LFSP: Caso o Maduro ganhe as eleições, provavelmente as
relações com Cuba vão permanecer iguais. Caso a oposição ganhe, certamente vão
ser bastante alteradas. Provavelmente não seriam rompidos todos os acordos, até
porque isso teria uma repercussão política interna muito forte. Mas, com o
chavismo, não mudaria. O próprio Chávez trabalhou bastante para garantir que os
acordos de cooperação com Cuba sejam uma das características do chavismo como
um todo. Alguns dos projetos de cooperação internacional são elementos
integrantes da política de legitimação interna do regime. Os acordos com Cuba,
por exemplo, são fundamentais para as políticas na área de saúde. Hoje há 30
mil médicos cubanos morando na Venezuela, em favelas, atendendo a população
mais pobre. Existe um custo da manutenção da política externa, que deve ser
sempre considerado.
CC: A presidenta
Dilma Rousseff mencionou que nem sempre seu governo concordou com Caracas.

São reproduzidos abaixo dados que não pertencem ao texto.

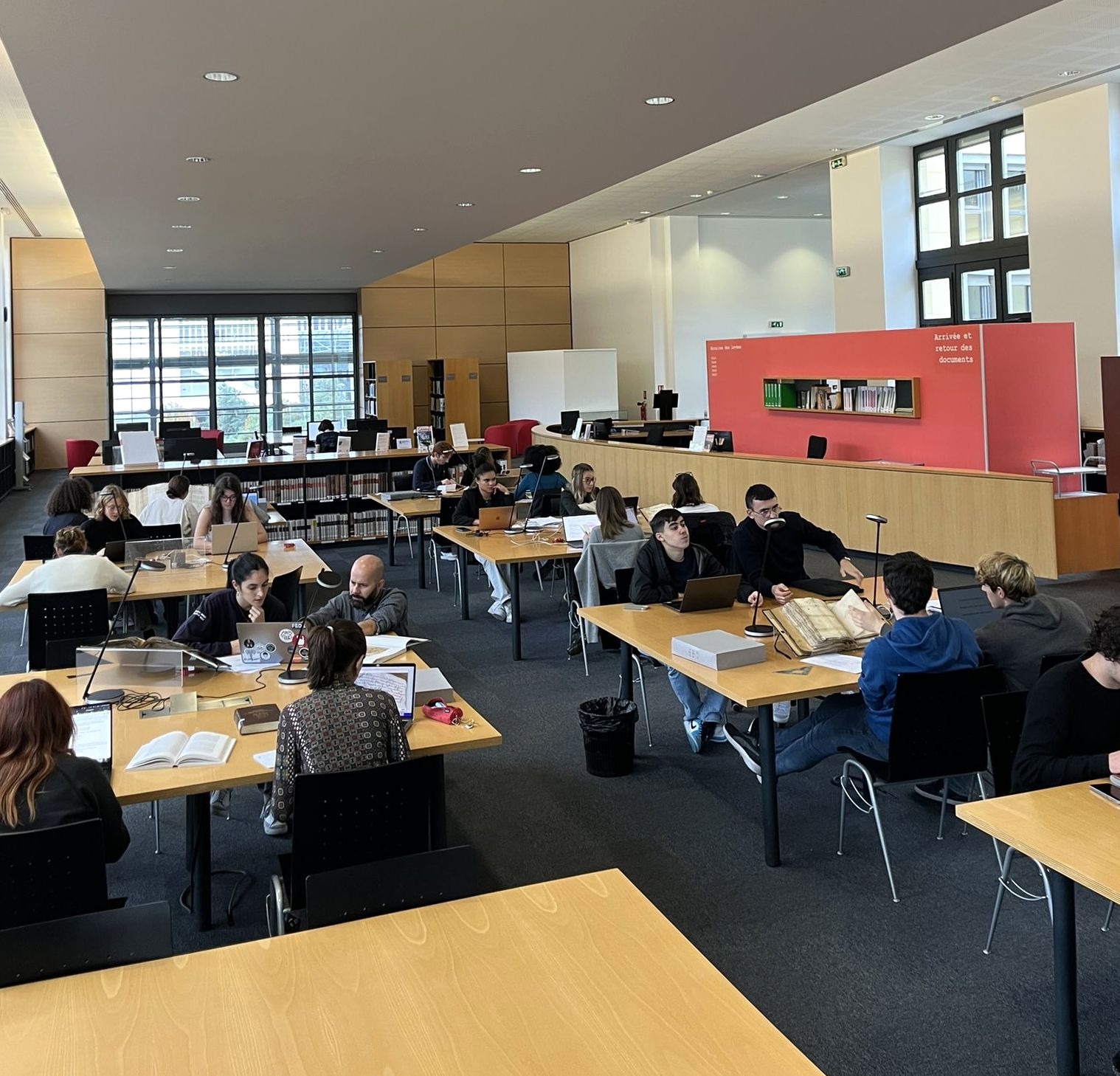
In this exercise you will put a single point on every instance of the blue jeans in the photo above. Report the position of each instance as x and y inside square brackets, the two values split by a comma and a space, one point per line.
[688, 692]
[839, 722]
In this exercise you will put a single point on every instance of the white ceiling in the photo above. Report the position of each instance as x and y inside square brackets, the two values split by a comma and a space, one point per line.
[355, 123]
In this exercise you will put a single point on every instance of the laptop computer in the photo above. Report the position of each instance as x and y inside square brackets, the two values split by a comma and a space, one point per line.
[266, 644]
[715, 592]
[244, 540]
[398, 680]
[968, 603]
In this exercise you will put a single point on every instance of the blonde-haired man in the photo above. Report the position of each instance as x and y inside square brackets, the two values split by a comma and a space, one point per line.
[1033, 624]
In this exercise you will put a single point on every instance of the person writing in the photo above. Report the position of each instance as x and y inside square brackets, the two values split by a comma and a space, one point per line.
[486, 494]
[785, 564]
[227, 506]
[369, 602]
[41, 782]
[336, 728]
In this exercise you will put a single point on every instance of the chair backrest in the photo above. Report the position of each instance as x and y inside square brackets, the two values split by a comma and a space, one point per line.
[52, 873]
[63, 617]
[1003, 720]
[286, 587]
[395, 885]
[936, 728]
[38, 547]
[86, 943]
[358, 816]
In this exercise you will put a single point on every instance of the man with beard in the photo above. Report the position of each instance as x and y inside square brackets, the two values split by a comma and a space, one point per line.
[376, 609]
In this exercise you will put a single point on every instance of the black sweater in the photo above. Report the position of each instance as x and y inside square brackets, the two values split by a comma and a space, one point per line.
[211, 628]
[74, 790]
[466, 511]
[787, 559]
[1072, 726]
[652, 581]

Houve algum tipo de diferença entre Brasil e Venezuela recentemente?
LFSP: Discussões públicas certamente não houve. O que há é
uma diferença de abordagem com relação aos temas internacionais de forma geral.
Embora em termos de conteúdo não haja essa diferença toda – as votações na ONU
e em outras instâncias internacionais convergem – do ponto de vista da forma há
uma diferença bem grande. O governo venezuelano tem um discurso muito mais
radical e revisionista da ordem internacional, bem diferente do discurso
brasileiro, reformista. Em certos momentos o discurso divergiu, mas isso jamais
se expressou nas relações bilaterais, até porque o perfil da política externa
brasileira não é de realizar esse tipo de discussão publicamente.